Significant SNP–climate associations were identified by combining three different approaches. First, candidate SNP-allele frequencies were correlated with the climate PCs with multivariate logistic regressions (mlr) using independently the control SNP- and the SSR-PCs as covariates to account for historical and demographic processes that could have generated allele-frequency clines in the absence of selection (Grivet et al. 2011; De-Mita et al. 2013). Identical associations were obtained when using the Structure membership coefficients (Q-matrix) as covariates (data not shown). These analyses were performed in R v. 3.0.0 (R Development Core Team 2013) for each separate candidate SNP by using the glm function, the Akaike Information Criterion for model selection, and the Benjamini–Hochberg procedure to control for false discovery rate (FDR; Benjamini 2010).

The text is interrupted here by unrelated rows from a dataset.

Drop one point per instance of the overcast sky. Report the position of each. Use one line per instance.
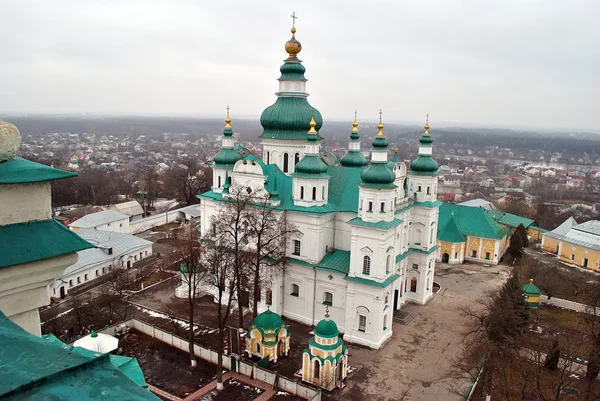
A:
(507, 63)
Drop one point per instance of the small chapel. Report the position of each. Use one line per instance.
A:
(367, 226)
(325, 362)
(268, 336)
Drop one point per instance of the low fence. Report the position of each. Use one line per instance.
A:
(246, 368)
(566, 304)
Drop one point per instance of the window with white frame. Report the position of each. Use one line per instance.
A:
(367, 265)
(362, 323)
(295, 291)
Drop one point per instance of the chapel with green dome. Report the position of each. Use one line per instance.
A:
(268, 336)
(325, 361)
(366, 223)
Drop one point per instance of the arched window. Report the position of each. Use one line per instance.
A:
(367, 265)
(285, 162)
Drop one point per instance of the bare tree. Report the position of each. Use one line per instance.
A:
(269, 232)
(218, 263)
(234, 233)
(185, 181)
(192, 273)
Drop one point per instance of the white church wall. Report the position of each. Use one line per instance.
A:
(25, 202)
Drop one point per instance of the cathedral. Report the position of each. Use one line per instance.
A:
(366, 241)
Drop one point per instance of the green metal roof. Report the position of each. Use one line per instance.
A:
(335, 260)
(289, 118)
(311, 165)
(374, 283)
(384, 225)
(292, 71)
(450, 232)
(378, 175)
(268, 320)
(508, 219)
(354, 158)
(424, 164)
(326, 328)
(531, 289)
(22, 171)
(472, 221)
(37, 240)
(44, 368)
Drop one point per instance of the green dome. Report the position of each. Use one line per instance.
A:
(227, 156)
(426, 140)
(292, 71)
(530, 289)
(268, 320)
(354, 159)
(424, 164)
(289, 118)
(378, 175)
(311, 164)
(326, 328)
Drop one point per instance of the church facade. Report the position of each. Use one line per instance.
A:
(367, 229)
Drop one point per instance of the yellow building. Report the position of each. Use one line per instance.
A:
(574, 243)
(325, 362)
(469, 233)
(268, 336)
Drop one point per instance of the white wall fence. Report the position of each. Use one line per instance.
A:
(159, 219)
(243, 367)
(566, 304)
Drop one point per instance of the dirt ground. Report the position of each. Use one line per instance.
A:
(233, 390)
(415, 364)
(166, 367)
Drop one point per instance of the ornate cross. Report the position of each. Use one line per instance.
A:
(293, 19)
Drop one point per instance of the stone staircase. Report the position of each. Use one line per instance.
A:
(403, 317)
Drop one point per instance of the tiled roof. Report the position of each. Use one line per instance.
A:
(120, 243)
(37, 240)
(509, 219)
(41, 368)
(98, 219)
(336, 260)
(472, 221)
(374, 283)
(22, 171)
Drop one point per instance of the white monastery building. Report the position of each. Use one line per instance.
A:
(112, 250)
(368, 228)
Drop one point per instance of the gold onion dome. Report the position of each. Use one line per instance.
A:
(292, 46)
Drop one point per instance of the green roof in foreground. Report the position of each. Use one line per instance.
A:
(472, 221)
(37, 240)
(44, 368)
(22, 171)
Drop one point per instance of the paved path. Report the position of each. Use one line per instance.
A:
(268, 393)
(416, 363)
(162, 393)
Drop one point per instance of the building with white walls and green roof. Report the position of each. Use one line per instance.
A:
(367, 228)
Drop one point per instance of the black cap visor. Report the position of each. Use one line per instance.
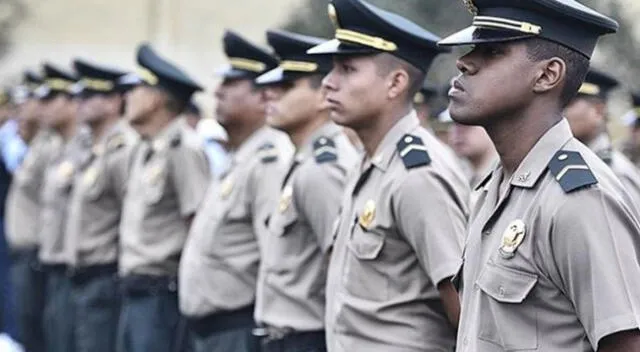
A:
(477, 35)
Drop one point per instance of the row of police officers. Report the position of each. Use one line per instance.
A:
(307, 242)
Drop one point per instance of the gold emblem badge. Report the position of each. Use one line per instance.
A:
(470, 6)
(226, 187)
(333, 15)
(285, 199)
(153, 175)
(512, 239)
(368, 214)
(90, 176)
(65, 170)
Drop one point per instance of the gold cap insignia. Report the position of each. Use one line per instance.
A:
(90, 176)
(285, 199)
(226, 187)
(471, 6)
(153, 175)
(65, 170)
(368, 214)
(333, 15)
(512, 239)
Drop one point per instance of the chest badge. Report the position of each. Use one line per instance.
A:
(285, 199)
(512, 239)
(368, 214)
(226, 187)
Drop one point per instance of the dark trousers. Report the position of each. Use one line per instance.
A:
(96, 303)
(297, 342)
(150, 319)
(7, 317)
(28, 284)
(225, 332)
(58, 312)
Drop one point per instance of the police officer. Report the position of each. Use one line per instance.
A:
(551, 262)
(169, 174)
(587, 116)
(22, 216)
(59, 113)
(95, 209)
(219, 268)
(631, 145)
(400, 233)
(290, 301)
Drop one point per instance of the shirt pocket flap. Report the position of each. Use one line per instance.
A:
(365, 245)
(506, 285)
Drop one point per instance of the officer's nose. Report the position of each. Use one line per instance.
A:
(328, 82)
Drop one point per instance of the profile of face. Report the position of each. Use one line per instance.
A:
(141, 102)
(97, 107)
(586, 117)
(238, 100)
(469, 142)
(495, 80)
(59, 110)
(355, 90)
(292, 104)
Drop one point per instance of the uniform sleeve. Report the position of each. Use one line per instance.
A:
(264, 190)
(595, 246)
(318, 193)
(190, 175)
(432, 222)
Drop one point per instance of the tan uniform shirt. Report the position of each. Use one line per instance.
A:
(551, 262)
(292, 278)
(55, 196)
(168, 179)
(96, 199)
(219, 268)
(23, 202)
(400, 233)
(620, 164)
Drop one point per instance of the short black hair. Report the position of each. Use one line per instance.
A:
(387, 62)
(577, 64)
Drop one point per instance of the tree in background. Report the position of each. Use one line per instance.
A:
(446, 16)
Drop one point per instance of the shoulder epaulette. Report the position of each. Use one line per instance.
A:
(413, 152)
(116, 142)
(324, 150)
(268, 153)
(175, 141)
(571, 171)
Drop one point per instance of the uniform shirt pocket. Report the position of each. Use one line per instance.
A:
(155, 179)
(93, 181)
(509, 317)
(365, 277)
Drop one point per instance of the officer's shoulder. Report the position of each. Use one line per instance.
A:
(413, 151)
(325, 150)
(571, 171)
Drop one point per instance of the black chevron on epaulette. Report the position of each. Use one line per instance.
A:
(116, 142)
(324, 150)
(268, 153)
(413, 152)
(571, 171)
(175, 141)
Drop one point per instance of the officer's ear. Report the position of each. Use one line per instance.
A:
(550, 74)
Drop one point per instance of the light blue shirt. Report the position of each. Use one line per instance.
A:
(12, 147)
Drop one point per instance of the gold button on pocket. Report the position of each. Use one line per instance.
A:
(509, 316)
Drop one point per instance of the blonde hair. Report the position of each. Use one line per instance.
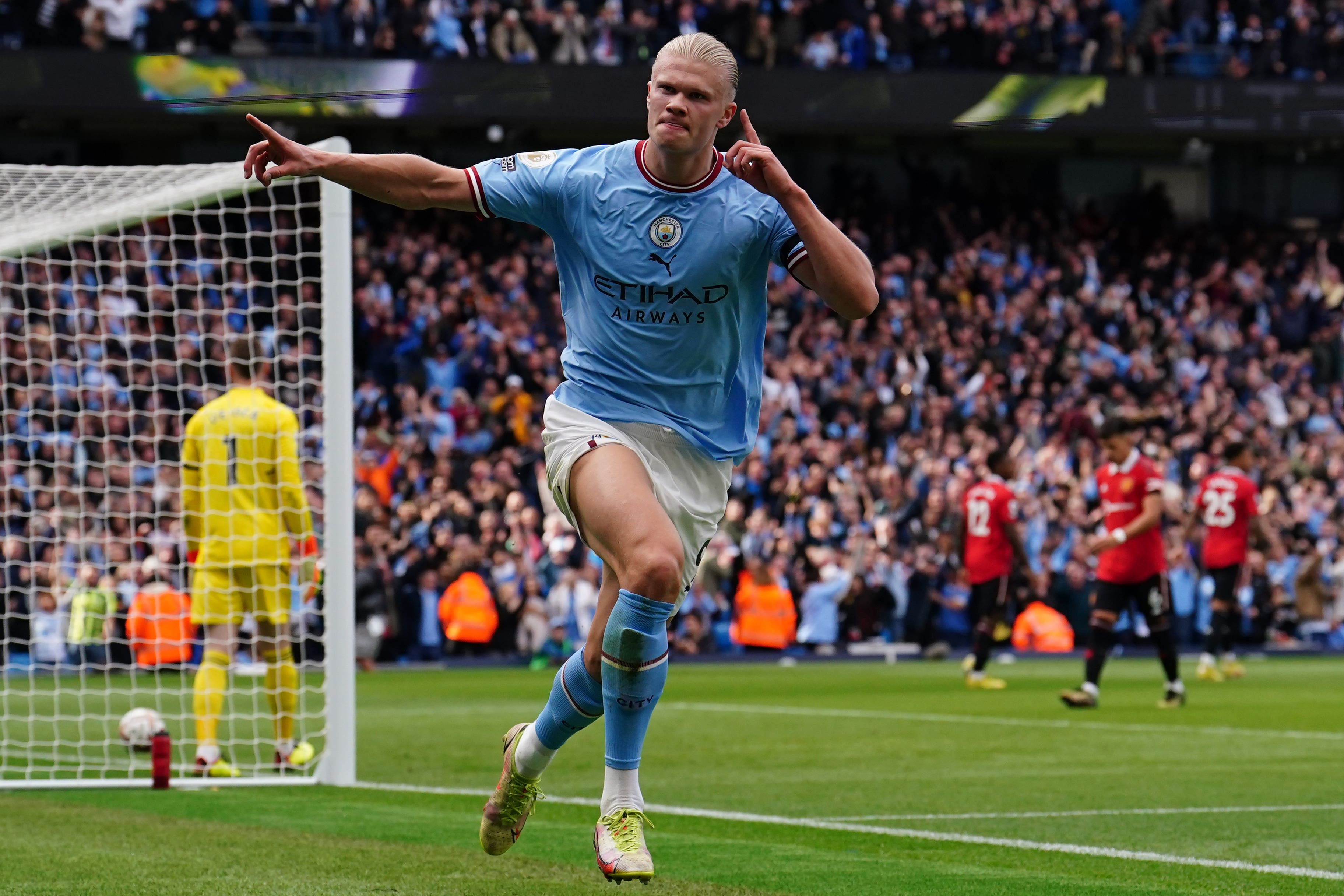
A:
(703, 48)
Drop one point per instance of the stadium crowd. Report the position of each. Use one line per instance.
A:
(1302, 39)
(1003, 324)
(1000, 326)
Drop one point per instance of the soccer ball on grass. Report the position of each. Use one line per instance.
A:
(139, 727)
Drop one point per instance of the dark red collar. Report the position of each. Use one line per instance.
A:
(674, 189)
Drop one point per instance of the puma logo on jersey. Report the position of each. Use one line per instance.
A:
(654, 257)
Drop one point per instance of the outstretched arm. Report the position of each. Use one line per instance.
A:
(400, 179)
(835, 268)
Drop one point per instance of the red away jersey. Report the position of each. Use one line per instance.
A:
(987, 508)
(1226, 503)
(1123, 489)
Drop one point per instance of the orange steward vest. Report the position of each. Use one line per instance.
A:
(468, 610)
(767, 617)
(1042, 629)
(159, 626)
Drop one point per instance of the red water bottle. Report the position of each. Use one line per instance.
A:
(161, 759)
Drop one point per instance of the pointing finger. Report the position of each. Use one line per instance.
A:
(748, 130)
(271, 133)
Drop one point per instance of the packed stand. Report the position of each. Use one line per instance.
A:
(1003, 323)
(1000, 324)
(1302, 39)
(108, 346)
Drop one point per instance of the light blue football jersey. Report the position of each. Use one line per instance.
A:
(662, 287)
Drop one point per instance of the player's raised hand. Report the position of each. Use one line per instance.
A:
(754, 163)
(277, 156)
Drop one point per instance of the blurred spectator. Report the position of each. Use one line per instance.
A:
(1067, 37)
(49, 632)
(221, 29)
(119, 21)
(170, 26)
(556, 649)
(510, 41)
(92, 605)
(570, 35)
(372, 608)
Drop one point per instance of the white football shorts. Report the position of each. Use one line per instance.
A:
(691, 487)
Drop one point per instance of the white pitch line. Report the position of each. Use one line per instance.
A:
(908, 833)
(999, 720)
(1085, 813)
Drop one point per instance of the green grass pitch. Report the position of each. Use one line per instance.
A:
(885, 742)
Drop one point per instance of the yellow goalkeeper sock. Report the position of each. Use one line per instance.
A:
(283, 691)
(209, 695)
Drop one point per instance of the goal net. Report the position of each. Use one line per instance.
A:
(122, 291)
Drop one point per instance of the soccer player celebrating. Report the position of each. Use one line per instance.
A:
(990, 542)
(663, 246)
(1132, 566)
(1225, 503)
(242, 503)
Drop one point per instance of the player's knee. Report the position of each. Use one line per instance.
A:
(655, 573)
(1104, 621)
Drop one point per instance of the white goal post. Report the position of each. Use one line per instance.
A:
(122, 289)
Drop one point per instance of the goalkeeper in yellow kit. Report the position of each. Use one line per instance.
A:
(242, 504)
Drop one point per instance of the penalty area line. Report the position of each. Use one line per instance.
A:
(906, 833)
(1085, 813)
(998, 720)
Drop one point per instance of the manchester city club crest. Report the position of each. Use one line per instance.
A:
(666, 232)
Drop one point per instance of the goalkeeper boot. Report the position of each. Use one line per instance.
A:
(296, 757)
(1174, 699)
(218, 769)
(980, 682)
(1079, 699)
(511, 804)
(619, 843)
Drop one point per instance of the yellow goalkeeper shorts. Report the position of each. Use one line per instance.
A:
(225, 594)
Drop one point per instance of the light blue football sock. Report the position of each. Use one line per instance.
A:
(635, 668)
(574, 704)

Second, another set of SNP–climate correlations was performed with the Gibbs sampler and the latent factor mixed models available in the software LFMM (Frichot et al. 2013). Following the population clustering results above (Structure and PCA), the number of latent factors (k) was set to six, as they should capture most of the underlying population structure (see Results). Then, 10 runs of one million sweeps were performed after discarding 100,000 iterations as burn-in. Significance was assessed by using the same FDR procedure as in the mlr analysis. Preliminary runs made with higher values of k yielded identical results, and tests performed with fewer latent factors resulted in correlations with lower statistical support and less convergence across independent runs (data not shown). Only those significant SNP–climate correlations that overlapped between the mlr and LFMM approaches (including all LFMM runs) were retained.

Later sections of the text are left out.